The thoughts of Rohain-Tahquil strayed to Thorn, encamped in the north with his men. This night he would speak and laugh, but not with her.

Not with her.

Tears welled at the inner corners of her eyes. They were tears for Thorn, and for the young Prince and the others who had been subjected to the wrath of Tamhania because of her inexcusable stubbornness. Could her culpability ever be absolved? She thought not.

Slugs meandered across her skin. She flicked at them. Toward what she guessed to be midnight, a sound came through the gloom. Something was coming,
brush, brush, brush
.

It stopped.

She ceased to breathe.

It came again,
brush, brush, brush
, and this time she thought it was accompanied by a dull clanking as of several links of a heavy chain striking together. She strained into the darkness until she fancied her eyes must be bulging from their sockets. Nothing was visible. Groping for the sharp knives she had brought from the cottage, she held them ready in both hands.
Brush, brush, brush
, something approached, until it stopped right at the doorstep of the ruined shelter.

A sudden wind blasted Rohain's face. In the sky, clouds of vapor and ash parted momentarily. Dimly the stars shone out. Standing silently in front of the hideaway of crumbling stone was a black dog, huge and shaggy, the size of a calf. It stared with great saucer-eyes as bright as coals of fire.

Tahquil-Rohain's hand groped for the tilhal of jade-carved hypericum leaves that hung beside the vial at her neck.

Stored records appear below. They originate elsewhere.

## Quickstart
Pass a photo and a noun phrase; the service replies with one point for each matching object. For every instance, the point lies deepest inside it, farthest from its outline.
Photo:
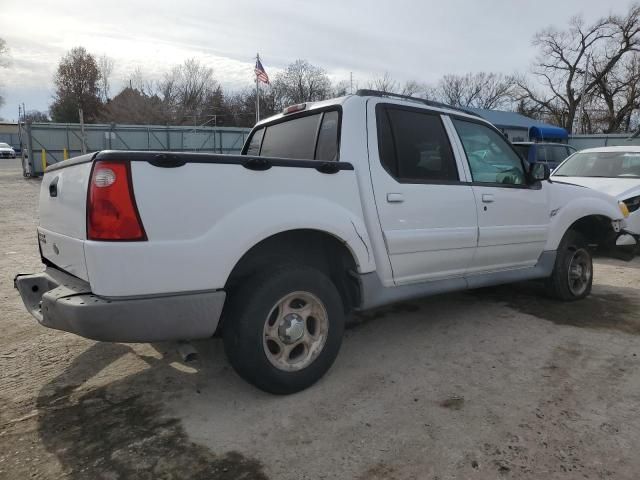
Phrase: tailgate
(62, 208)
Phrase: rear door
(513, 218)
(426, 210)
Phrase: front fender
(565, 212)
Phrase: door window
(414, 146)
(491, 159)
(327, 148)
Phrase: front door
(426, 211)
(513, 217)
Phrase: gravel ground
(495, 383)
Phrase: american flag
(260, 73)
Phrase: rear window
(311, 137)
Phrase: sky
(411, 40)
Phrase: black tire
(250, 306)
(563, 283)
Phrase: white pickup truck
(335, 206)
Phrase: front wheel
(572, 275)
(283, 328)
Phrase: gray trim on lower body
(61, 301)
(374, 294)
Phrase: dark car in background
(553, 154)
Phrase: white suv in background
(341, 205)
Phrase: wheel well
(596, 229)
(314, 248)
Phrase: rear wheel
(572, 275)
(283, 328)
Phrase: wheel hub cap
(295, 331)
(291, 328)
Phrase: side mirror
(539, 171)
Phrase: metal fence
(602, 140)
(49, 143)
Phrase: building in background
(519, 128)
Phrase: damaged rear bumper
(61, 301)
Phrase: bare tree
(77, 87)
(36, 116)
(186, 88)
(564, 68)
(616, 97)
(480, 90)
(301, 82)
(135, 107)
(105, 66)
(386, 83)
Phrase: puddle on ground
(453, 403)
(101, 435)
(601, 310)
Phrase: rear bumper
(61, 301)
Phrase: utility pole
(584, 90)
(84, 143)
(257, 92)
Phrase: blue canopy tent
(547, 132)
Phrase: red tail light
(112, 213)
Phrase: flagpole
(257, 92)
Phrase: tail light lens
(112, 214)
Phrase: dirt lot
(496, 383)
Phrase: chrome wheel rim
(295, 331)
(580, 271)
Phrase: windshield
(601, 164)
(523, 150)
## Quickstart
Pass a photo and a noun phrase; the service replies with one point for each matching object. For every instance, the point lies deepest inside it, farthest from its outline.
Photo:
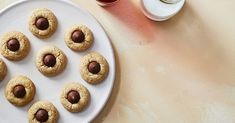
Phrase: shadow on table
(130, 15)
(114, 92)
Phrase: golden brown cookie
(14, 46)
(79, 38)
(42, 23)
(74, 97)
(43, 112)
(94, 68)
(3, 69)
(20, 91)
(51, 61)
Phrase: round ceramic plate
(15, 17)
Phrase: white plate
(160, 11)
(15, 17)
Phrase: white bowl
(160, 11)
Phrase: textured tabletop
(178, 71)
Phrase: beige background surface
(178, 71)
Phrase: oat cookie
(51, 61)
(79, 38)
(3, 69)
(74, 97)
(94, 68)
(42, 23)
(43, 111)
(14, 46)
(20, 91)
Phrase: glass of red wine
(106, 2)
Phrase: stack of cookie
(51, 61)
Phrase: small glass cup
(106, 2)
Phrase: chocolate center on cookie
(19, 91)
(93, 67)
(73, 96)
(78, 36)
(49, 60)
(13, 44)
(41, 115)
(42, 23)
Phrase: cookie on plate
(14, 46)
(51, 61)
(20, 90)
(3, 69)
(43, 112)
(94, 68)
(74, 97)
(42, 23)
(79, 38)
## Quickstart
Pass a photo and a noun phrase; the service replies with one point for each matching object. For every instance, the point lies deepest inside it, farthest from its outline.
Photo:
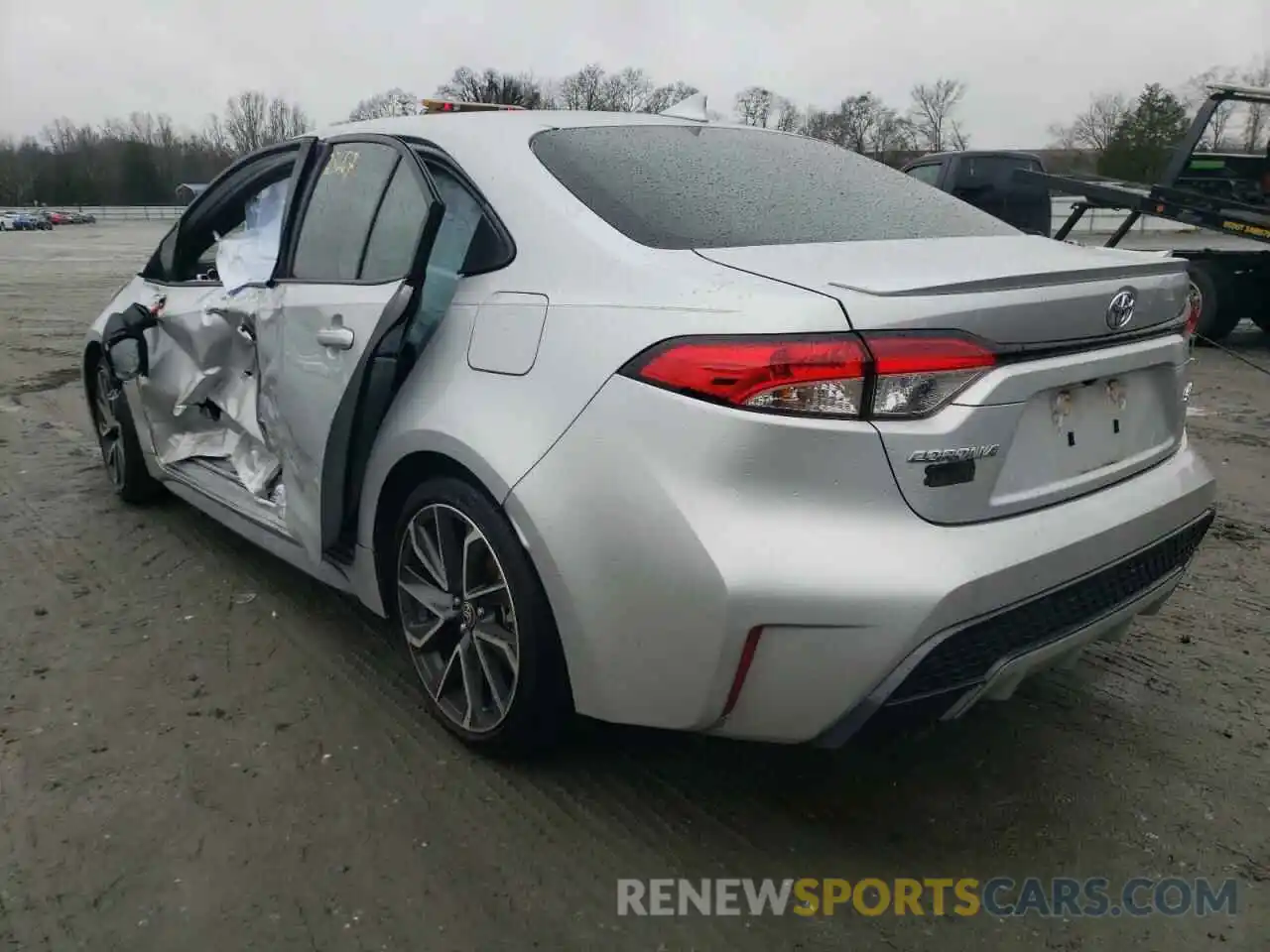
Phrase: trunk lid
(1076, 403)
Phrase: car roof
(488, 127)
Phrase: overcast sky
(1026, 62)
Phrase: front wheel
(117, 438)
(476, 621)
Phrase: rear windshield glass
(679, 186)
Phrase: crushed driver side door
(352, 285)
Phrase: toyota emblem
(1120, 309)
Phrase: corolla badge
(953, 456)
(1120, 309)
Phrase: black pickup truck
(1210, 191)
(987, 181)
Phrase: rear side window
(680, 186)
(930, 175)
(340, 211)
(993, 171)
(398, 227)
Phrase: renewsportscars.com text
(930, 896)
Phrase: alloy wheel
(109, 434)
(458, 617)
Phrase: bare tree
(489, 85)
(670, 94)
(245, 118)
(753, 105)
(789, 117)
(583, 89)
(1257, 116)
(214, 136)
(933, 112)
(1093, 127)
(1196, 91)
(286, 121)
(393, 102)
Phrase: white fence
(1103, 221)
(1098, 221)
(114, 212)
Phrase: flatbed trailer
(1227, 285)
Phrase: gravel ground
(203, 749)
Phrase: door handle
(339, 338)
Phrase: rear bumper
(665, 530)
(988, 657)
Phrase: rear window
(996, 171)
(679, 186)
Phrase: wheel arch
(91, 354)
(405, 474)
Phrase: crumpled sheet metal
(207, 356)
(250, 255)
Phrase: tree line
(141, 160)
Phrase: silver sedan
(662, 420)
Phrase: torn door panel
(202, 393)
(202, 390)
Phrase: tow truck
(454, 105)
(1220, 193)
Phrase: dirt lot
(202, 749)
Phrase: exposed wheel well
(91, 354)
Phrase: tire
(1219, 311)
(476, 622)
(117, 439)
(1262, 317)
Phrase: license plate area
(1080, 430)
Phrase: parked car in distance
(612, 416)
(24, 221)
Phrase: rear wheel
(1218, 311)
(476, 621)
(117, 438)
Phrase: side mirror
(128, 357)
(125, 343)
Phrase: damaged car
(661, 420)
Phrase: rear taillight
(890, 376)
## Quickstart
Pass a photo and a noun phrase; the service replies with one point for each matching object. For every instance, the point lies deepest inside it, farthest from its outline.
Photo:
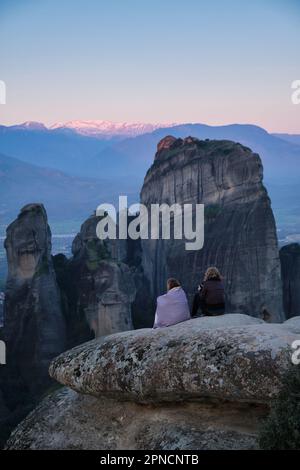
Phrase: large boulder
(202, 384)
(240, 233)
(67, 420)
(232, 357)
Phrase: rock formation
(34, 327)
(290, 273)
(202, 384)
(99, 290)
(240, 234)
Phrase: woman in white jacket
(172, 307)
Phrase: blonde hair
(172, 282)
(212, 273)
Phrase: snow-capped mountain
(109, 128)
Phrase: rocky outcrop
(97, 288)
(201, 384)
(233, 357)
(34, 327)
(240, 236)
(68, 421)
(290, 273)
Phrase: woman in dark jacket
(211, 296)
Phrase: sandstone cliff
(202, 384)
(98, 290)
(34, 327)
(240, 234)
(290, 273)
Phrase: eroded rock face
(67, 420)
(34, 327)
(232, 357)
(240, 235)
(290, 272)
(102, 289)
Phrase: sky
(214, 62)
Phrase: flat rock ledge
(234, 357)
(204, 384)
(67, 420)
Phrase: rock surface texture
(98, 288)
(234, 357)
(34, 326)
(240, 235)
(290, 273)
(202, 384)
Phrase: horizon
(229, 63)
(159, 125)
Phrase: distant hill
(293, 138)
(64, 196)
(124, 162)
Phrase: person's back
(211, 297)
(172, 307)
(213, 292)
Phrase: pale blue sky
(214, 61)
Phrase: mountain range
(72, 166)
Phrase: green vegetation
(281, 431)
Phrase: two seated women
(173, 306)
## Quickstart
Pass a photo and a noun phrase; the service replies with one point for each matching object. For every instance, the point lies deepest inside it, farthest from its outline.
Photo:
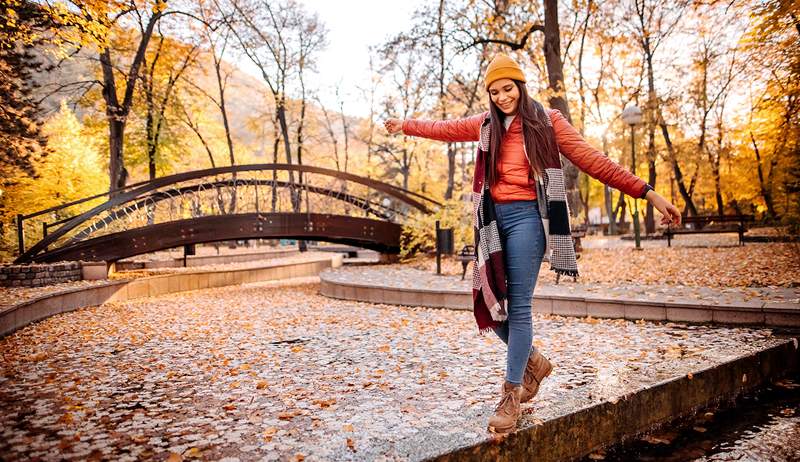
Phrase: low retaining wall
(202, 260)
(21, 315)
(40, 274)
(756, 314)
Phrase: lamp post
(632, 116)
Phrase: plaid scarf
(488, 276)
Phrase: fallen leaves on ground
(212, 374)
(751, 265)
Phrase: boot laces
(506, 401)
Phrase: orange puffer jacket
(513, 184)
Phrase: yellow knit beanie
(503, 67)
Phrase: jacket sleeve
(592, 161)
(452, 131)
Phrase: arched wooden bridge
(224, 203)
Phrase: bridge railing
(240, 189)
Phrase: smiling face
(505, 94)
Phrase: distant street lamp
(632, 116)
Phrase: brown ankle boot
(507, 411)
(537, 368)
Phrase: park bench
(578, 232)
(711, 224)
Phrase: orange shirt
(513, 183)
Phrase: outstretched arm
(599, 166)
(453, 131)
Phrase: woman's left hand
(671, 214)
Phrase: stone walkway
(410, 278)
(281, 373)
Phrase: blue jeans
(522, 233)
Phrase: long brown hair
(539, 139)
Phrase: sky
(354, 26)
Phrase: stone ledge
(578, 434)
(19, 316)
(753, 314)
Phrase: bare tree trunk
(652, 102)
(555, 75)
(765, 182)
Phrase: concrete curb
(771, 314)
(578, 434)
(19, 316)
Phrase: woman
(523, 215)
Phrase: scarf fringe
(565, 272)
(485, 330)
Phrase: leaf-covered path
(281, 373)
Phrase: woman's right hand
(393, 126)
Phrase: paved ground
(411, 278)
(281, 373)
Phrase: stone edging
(18, 316)
(577, 434)
(761, 314)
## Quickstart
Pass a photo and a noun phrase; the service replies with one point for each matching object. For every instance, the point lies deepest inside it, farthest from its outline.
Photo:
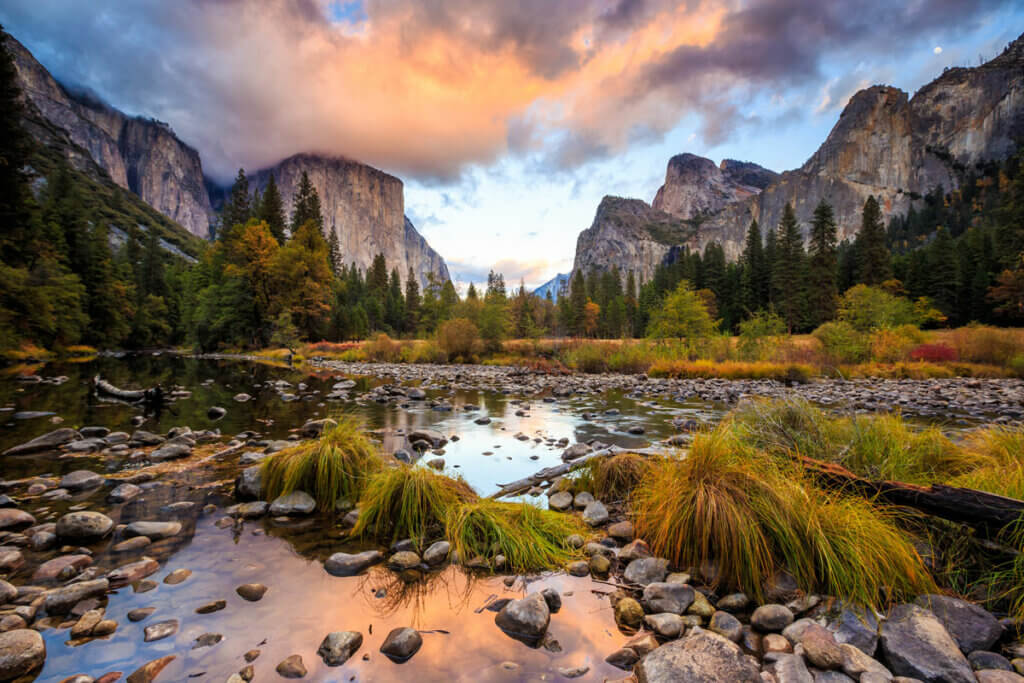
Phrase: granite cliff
(885, 143)
(365, 207)
(140, 155)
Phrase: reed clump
(529, 539)
(410, 502)
(334, 467)
(751, 515)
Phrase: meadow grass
(752, 515)
(529, 539)
(333, 467)
(409, 502)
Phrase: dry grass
(751, 515)
(409, 502)
(333, 467)
(529, 539)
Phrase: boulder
(296, 503)
(22, 651)
(972, 627)
(916, 645)
(339, 646)
(344, 564)
(664, 597)
(401, 643)
(646, 570)
(699, 657)
(526, 619)
(84, 525)
(48, 441)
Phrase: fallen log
(550, 473)
(988, 513)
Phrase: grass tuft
(333, 467)
(409, 502)
(529, 539)
(751, 515)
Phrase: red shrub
(933, 353)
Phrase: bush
(529, 539)
(409, 502)
(459, 338)
(334, 467)
(751, 515)
(383, 349)
(842, 342)
(933, 353)
(760, 334)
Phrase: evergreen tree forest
(83, 261)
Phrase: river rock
(81, 480)
(402, 560)
(296, 503)
(84, 525)
(345, 564)
(526, 619)
(437, 553)
(339, 646)
(663, 597)
(249, 483)
(60, 600)
(595, 513)
(666, 625)
(129, 573)
(12, 519)
(51, 569)
(124, 493)
(251, 592)
(22, 651)
(561, 501)
(154, 530)
(972, 627)
(170, 452)
(48, 441)
(292, 667)
(646, 570)
(401, 643)
(699, 657)
(771, 617)
(916, 645)
(150, 671)
(629, 612)
(161, 630)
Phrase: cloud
(427, 88)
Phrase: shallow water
(304, 603)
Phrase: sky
(507, 120)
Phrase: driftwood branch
(987, 512)
(551, 473)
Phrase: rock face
(141, 155)
(631, 235)
(694, 185)
(885, 143)
(365, 207)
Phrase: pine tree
(412, 323)
(788, 270)
(821, 292)
(873, 258)
(271, 210)
(754, 285)
(306, 205)
(238, 210)
(334, 252)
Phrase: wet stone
(251, 592)
(401, 643)
(161, 630)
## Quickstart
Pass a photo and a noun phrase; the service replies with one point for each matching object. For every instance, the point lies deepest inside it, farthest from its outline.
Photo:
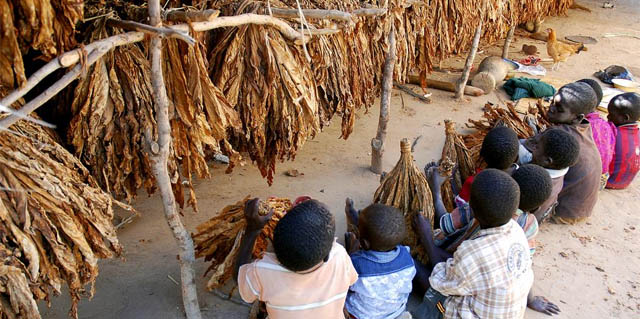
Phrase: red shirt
(626, 157)
(465, 192)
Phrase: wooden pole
(97, 49)
(159, 154)
(507, 42)
(462, 82)
(377, 143)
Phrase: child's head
(597, 89)
(494, 198)
(624, 109)
(381, 227)
(553, 149)
(535, 186)
(304, 236)
(571, 103)
(500, 147)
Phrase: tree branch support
(377, 143)
(462, 82)
(159, 159)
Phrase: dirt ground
(589, 270)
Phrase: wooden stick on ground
(192, 16)
(377, 143)
(462, 82)
(327, 14)
(97, 49)
(135, 26)
(507, 42)
(445, 85)
(409, 91)
(159, 160)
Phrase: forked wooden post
(159, 154)
(377, 143)
(462, 82)
(507, 42)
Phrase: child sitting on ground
(556, 151)
(308, 276)
(603, 135)
(489, 275)
(579, 193)
(499, 150)
(385, 267)
(624, 112)
(535, 187)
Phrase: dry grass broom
(406, 188)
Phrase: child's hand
(434, 178)
(422, 225)
(351, 242)
(541, 304)
(255, 221)
(351, 212)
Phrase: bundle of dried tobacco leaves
(447, 164)
(405, 187)
(113, 116)
(34, 30)
(218, 239)
(525, 126)
(55, 222)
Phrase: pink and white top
(604, 135)
(318, 294)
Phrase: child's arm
(423, 230)
(435, 183)
(255, 223)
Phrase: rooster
(560, 51)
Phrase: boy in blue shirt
(385, 267)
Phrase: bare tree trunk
(159, 157)
(507, 42)
(377, 143)
(462, 82)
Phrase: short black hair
(535, 186)
(383, 226)
(494, 197)
(500, 147)
(597, 89)
(627, 103)
(578, 97)
(561, 147)
(304, 236)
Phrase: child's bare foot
(428, 167)
(541, 304)
(351, 212)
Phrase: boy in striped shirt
(624, 112)
(489, 275)
(535, 186)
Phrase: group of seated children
(479, 254)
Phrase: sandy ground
(589, 270)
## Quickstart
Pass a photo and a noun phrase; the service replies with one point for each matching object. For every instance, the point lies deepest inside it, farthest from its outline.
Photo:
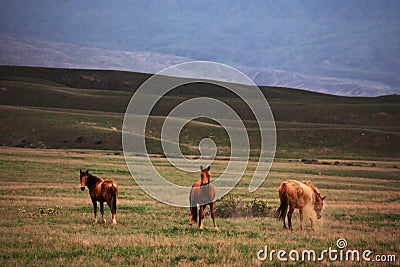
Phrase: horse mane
(93, 179)
(314, 188)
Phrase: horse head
(205, 175)
(83, 176)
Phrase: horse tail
(114, 196)
(282, 210)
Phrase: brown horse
(301, 195)
(101, 191)
(202, 193)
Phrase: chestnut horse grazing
(101, 191)
(299, 195)
(202, 193)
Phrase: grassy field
(47, 220)
(54, 122)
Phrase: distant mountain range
(338, 47)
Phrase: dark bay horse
(299, 195)
(101, 191)
(202, 193)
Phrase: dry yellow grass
(362, 206)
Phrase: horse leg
(94, 210)
(212, 215)
(312, 224)
(301, 219)
(201, 216)
(102, 211)
(193, 215)
(284, 222)
(290, 213)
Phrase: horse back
(297, 193)
(109, 189)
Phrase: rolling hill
(72, 108)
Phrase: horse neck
(92, 180)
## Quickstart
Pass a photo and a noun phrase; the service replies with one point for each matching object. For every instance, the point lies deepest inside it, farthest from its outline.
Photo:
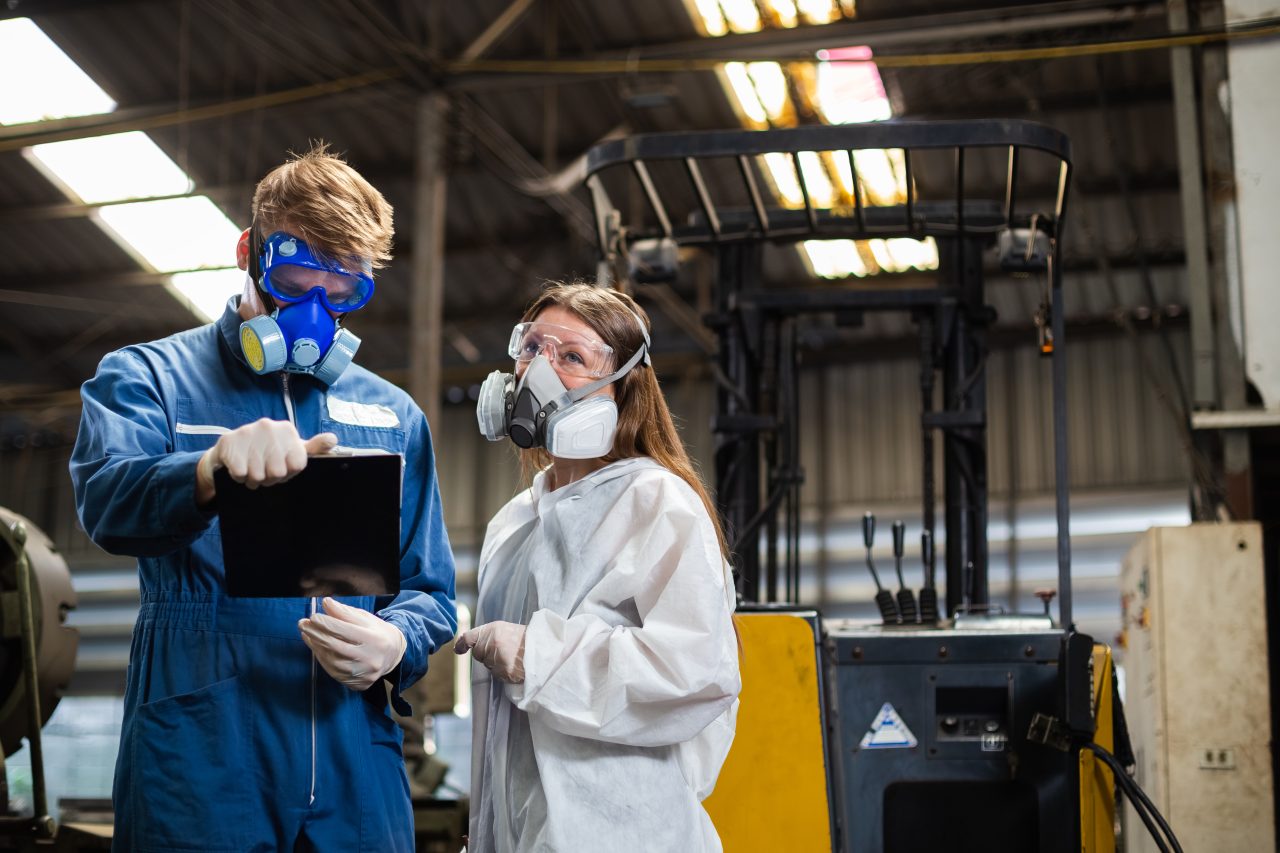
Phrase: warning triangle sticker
(887, 731)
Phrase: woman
(608, 690)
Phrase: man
(261, 724)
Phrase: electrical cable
(1142, 803)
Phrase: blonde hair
(645, 427)
(325, 203)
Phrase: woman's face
(567, 356)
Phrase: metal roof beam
(878, 33)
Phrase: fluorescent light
(206, 292)
(42, 82)
(112, 168)
(176, 233)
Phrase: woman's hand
(499, 646)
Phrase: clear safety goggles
(568, 351)
(292, 273)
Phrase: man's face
(293, 282)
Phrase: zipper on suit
(311, 607)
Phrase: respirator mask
(300, 334)
(536, 410)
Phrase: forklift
(947, 723)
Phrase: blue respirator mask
(301, 334)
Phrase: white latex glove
(260, 454)
(499, 646)
(352, 644)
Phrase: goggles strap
(570, 397)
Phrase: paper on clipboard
(333, 529)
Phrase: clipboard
(333, 529)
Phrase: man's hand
(499, 646)
(352, 644)
(260, 454)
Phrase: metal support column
(964, 446)
(426, 295)
(1194, 226)
(736, 429)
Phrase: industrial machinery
(947, 724)
(37, 655)
(1196, 662)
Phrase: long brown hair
(645, 427)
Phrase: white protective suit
(630, 694)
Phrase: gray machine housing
(968, 697)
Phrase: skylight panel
(782, 173)
(112, 168)
(784, 12)
(771, 87)
(176, 233)
(712, 17)
(821, 192)
(912, 254)
(64, 90)
(833, 258)
(205, 293)
(850, 89)
(743, 16)
(818, 12)
(880, 176)
(744, 94)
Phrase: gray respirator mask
(536, 410)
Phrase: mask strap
(645, 333)
(255, 264)
(585, 391)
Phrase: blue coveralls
(234, 739)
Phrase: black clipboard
(333, 529)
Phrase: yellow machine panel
(772, 793)
(1097, 787)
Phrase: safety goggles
(292, 273)
(568, 351)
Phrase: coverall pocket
(192, 770)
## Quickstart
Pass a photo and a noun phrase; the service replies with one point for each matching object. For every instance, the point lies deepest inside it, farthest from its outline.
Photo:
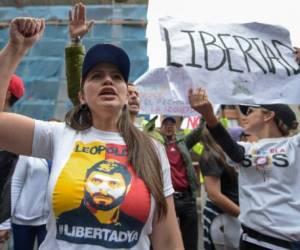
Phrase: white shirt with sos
(269, 187)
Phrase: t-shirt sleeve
(296, 139)
(210, 167)
(166, 170)
(6, 225)
(43, 139)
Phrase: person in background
(74, 54)
(269, 172)
(30, 207)
(222, 204)
(97, 129)
(184, 178)
(8, 161)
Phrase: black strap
(266, 238)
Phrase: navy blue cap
(106, 53)
(282, 112)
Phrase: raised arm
(74, 53)
(16, 131)
(199, 101)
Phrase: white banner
(235, 63)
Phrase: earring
(83, 107)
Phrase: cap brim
(244, 108)
(107, 53)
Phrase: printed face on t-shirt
(99, 199)
(105, 191)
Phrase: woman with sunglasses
(110, 185)
(269, 176)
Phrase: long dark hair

She gripped it tightly. Her thoughts flew to Viviana and Caitri, asleep and innocent at her back.

Let them not wake now, or they will cry out
.

There must be no sound, nor sign of fear. This Black Dog might be benign or malign. With luck, it might be a Guardian Black Dog, one of those that had been known to protect travellers. Yet again, it might be one of the unseelie morthadu. In that case, one must not speak or try to strike it, for the morthadu had the power to blast mortals.

She stared at the apparition and it stared back at her. Her body ached with the tension of keeping perfectly still.

It was said that to see one of the morthadu was a presage of death. Whether the thing now before Tahquil-Rohain represented succor or calamity, there was no way of finding out. She sat, rigid as steel, avoiding the burning scarlet gaze, using every ounce of her strength to prevent herself from betraying her fear by the slightest twitch and thus yielding power to the creature.